Two million for selling masks
If this hypothetical agreement with the Prosecutor’s Office does not occur, Ayuso’s partner will have to explain to Judge Inmaculada Iglesias how it is possible that although her income multiplied by more than six in 2020 – more than 2.3 million – she would only declare 8,400 euros of profit and, consequently, their tax bill was as low as in previous years. The investigation revealed that, to do so, it used a network of false invoices and front companies.
That is, he tried to make his profit lower in the eyes of the Tax Agency by pretending to have expenses that had not occurred, in order to pay less taxes. The investigations detected that these invoices were issued by companies with hardly any activity, many without workers, for generic concepts and without the work for which they supposedly paid having been accredited. The main source of income was a commission of two million euros for mediating the purchase and sale of masks and gloves, although he also invoiced almost another million euros to whom the Prosecutor’s Office indicates as his “main client”, the Quirón Salud business group.
Furthermore, to reduce that tax bill, he sought the collaboration of four businessmen, owners of eight companies in total. The Mexican Maximiliano Niederer – whom the Tax Agency accuses of being a front man – issued two invoices for 1,542,585 euros. Three Andalusian businessmen issued up to 13 invoices for work not performed. The four are also being investigated in this same case.
If the hypothetical agreement with the Prosecutor’s Office occurs, it would be the second time that González Amador admits having deceived the Tax Agency. He already did so in writing, on February 2, ten days before elDiario.es exclusively revealed the existence of the complaint against him.

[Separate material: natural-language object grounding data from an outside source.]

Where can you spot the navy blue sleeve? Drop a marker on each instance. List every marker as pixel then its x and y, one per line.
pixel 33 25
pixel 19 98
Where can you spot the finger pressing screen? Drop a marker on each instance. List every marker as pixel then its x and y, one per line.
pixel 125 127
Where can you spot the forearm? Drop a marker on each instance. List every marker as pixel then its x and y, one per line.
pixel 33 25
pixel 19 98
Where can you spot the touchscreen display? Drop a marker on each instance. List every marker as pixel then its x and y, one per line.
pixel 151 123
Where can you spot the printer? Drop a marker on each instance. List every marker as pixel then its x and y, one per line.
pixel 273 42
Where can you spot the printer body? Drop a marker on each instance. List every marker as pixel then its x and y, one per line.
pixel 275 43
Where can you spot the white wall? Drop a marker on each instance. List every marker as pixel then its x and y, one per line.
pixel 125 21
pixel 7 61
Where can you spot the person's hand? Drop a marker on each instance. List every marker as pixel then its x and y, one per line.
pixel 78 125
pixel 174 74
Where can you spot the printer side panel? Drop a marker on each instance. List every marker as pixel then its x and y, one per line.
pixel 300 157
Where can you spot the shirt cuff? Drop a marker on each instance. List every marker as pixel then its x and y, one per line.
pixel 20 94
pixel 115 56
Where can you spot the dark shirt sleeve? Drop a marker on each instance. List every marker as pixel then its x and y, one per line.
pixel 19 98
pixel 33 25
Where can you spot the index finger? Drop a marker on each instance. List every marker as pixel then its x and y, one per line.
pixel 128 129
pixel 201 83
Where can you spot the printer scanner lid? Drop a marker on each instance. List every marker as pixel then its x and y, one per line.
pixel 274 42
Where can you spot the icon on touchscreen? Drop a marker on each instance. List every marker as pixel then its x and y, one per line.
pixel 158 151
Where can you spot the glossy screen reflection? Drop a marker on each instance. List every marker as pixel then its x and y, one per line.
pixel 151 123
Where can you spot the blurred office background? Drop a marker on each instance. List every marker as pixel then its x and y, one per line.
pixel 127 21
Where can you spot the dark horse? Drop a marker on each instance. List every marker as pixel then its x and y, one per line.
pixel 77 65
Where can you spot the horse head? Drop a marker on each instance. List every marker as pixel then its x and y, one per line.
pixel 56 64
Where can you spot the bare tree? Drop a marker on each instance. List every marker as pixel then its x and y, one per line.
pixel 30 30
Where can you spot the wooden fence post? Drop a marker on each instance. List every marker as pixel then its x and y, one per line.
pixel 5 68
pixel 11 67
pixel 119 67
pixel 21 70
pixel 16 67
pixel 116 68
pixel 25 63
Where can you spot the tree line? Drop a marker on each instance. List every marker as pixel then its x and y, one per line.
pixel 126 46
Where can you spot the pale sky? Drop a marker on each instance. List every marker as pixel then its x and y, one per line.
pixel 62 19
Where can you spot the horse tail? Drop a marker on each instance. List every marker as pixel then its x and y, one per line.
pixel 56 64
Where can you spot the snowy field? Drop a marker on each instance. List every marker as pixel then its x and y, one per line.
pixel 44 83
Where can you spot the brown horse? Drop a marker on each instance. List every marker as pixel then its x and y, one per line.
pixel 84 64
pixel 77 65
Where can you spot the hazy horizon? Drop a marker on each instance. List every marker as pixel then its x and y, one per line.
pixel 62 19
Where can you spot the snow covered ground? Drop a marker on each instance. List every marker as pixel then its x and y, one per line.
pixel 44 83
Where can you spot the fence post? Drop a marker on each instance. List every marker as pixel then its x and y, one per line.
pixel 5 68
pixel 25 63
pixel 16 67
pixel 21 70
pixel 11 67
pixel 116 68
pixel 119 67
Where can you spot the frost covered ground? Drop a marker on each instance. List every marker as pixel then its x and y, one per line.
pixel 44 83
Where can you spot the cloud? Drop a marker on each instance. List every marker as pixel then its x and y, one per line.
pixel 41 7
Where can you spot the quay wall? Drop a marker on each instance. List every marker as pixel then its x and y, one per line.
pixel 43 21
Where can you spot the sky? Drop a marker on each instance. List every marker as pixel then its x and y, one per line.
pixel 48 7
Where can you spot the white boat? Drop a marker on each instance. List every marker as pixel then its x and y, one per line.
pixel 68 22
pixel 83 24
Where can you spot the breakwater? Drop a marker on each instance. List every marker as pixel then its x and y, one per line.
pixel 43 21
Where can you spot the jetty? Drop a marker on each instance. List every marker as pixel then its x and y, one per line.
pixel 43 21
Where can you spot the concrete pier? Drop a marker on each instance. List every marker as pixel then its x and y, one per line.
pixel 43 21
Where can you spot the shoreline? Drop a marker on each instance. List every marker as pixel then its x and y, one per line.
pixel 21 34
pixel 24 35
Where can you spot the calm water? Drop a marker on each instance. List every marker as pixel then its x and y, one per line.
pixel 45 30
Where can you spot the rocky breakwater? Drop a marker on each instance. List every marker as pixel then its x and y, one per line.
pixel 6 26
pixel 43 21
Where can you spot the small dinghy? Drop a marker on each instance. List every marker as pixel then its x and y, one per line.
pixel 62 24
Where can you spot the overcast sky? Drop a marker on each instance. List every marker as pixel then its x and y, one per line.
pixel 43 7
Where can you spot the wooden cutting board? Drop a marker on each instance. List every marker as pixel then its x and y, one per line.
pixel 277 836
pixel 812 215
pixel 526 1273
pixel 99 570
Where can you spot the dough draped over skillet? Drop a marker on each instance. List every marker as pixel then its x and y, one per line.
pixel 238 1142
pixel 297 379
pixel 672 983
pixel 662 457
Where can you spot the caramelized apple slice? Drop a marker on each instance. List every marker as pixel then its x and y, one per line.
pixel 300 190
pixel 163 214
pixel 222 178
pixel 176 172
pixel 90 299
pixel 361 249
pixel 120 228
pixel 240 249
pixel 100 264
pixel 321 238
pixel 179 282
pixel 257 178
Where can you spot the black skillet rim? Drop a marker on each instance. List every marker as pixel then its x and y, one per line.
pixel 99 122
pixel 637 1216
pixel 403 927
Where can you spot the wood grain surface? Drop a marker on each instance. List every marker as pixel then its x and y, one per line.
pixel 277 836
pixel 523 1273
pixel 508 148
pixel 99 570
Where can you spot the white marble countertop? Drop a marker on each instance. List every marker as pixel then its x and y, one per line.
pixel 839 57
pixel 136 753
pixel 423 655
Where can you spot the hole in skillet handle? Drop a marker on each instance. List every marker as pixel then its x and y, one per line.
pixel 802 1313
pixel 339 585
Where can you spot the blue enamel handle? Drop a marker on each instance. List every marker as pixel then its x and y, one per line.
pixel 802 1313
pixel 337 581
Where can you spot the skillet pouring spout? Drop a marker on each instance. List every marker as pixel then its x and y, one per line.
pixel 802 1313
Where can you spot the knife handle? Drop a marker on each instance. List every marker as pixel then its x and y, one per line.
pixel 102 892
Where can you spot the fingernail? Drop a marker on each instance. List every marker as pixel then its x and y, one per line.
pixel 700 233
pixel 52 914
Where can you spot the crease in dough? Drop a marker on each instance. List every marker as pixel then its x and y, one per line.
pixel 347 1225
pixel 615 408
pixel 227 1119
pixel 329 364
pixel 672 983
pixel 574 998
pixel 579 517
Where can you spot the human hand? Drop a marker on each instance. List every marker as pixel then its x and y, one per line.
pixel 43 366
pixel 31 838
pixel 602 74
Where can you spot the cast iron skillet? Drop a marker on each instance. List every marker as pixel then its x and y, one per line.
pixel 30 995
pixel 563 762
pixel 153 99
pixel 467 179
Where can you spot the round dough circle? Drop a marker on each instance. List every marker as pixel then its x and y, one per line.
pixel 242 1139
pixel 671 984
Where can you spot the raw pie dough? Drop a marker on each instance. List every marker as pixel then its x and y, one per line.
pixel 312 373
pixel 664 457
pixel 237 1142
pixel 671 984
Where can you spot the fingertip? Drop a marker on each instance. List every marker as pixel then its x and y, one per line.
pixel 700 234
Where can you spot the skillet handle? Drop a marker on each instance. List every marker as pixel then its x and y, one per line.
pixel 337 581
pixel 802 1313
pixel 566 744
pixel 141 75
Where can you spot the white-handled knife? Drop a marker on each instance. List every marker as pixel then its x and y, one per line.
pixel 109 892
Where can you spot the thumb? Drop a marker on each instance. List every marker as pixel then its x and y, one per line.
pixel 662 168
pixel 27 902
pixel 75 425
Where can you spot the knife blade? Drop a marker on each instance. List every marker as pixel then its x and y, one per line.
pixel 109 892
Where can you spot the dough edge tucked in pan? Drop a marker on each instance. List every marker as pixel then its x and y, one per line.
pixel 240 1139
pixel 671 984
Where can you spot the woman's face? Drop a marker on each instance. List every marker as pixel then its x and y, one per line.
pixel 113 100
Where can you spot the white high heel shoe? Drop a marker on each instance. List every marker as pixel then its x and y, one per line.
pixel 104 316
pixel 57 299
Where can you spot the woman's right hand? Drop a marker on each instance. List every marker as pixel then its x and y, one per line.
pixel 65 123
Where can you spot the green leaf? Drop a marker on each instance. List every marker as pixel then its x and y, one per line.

Then, his lawyer sent the Prosecutor’s Office an email in which she “fully” acknowledged that his client had committed two tax crimes between 2020 and 2021.
In that proposal, González Amador proposed accepting eight months in prison, returning the 350,951.41 euros defrauded, paying a fine of approximately 140,000 euros and another 24,685.51 euros in late payment interest, as well as being prevented from obtaining subsidies or public aid. for nine months. All conditional on the fact that, in any case, the prison sentence was suspended and, therefore, he did not go to jail. Whether or not this proposal is maintained is, for the moment, a mystery.
The complaint against the Prosecutor’s Office
González Amador’s summons overlaps with the parallel judicial investigation in which he presents himself as a victim of revelation of secrets by the same Prosecutor’s Office that reported him. His complaint – and another for the same facts presented by the Madrid Bar Association – has led to the investigation against two Madrid prosecutors, while the case points to the State Attorney General, Álvaro García Ortiz.
The businessman and commission agent filed a complaint against both for a crime of revealing secrets by publishing a statement about the case to deny false information disseminated by Miguel Ángel Rodríguez, Ayuso’s chief of staff. González Amador accuses both prosecutors of having disseminated confidential data about the emails in which his defense, in search of an agreement, acknowledged to the Prosecutor’s Office that he had committed two tax crimes. That statement was published after Rodríguez leaked false information to several media outlets that was published by several of them: that the Prosecutor’s Office had offered a pact to González Amador and then stopped him on orders from a superior.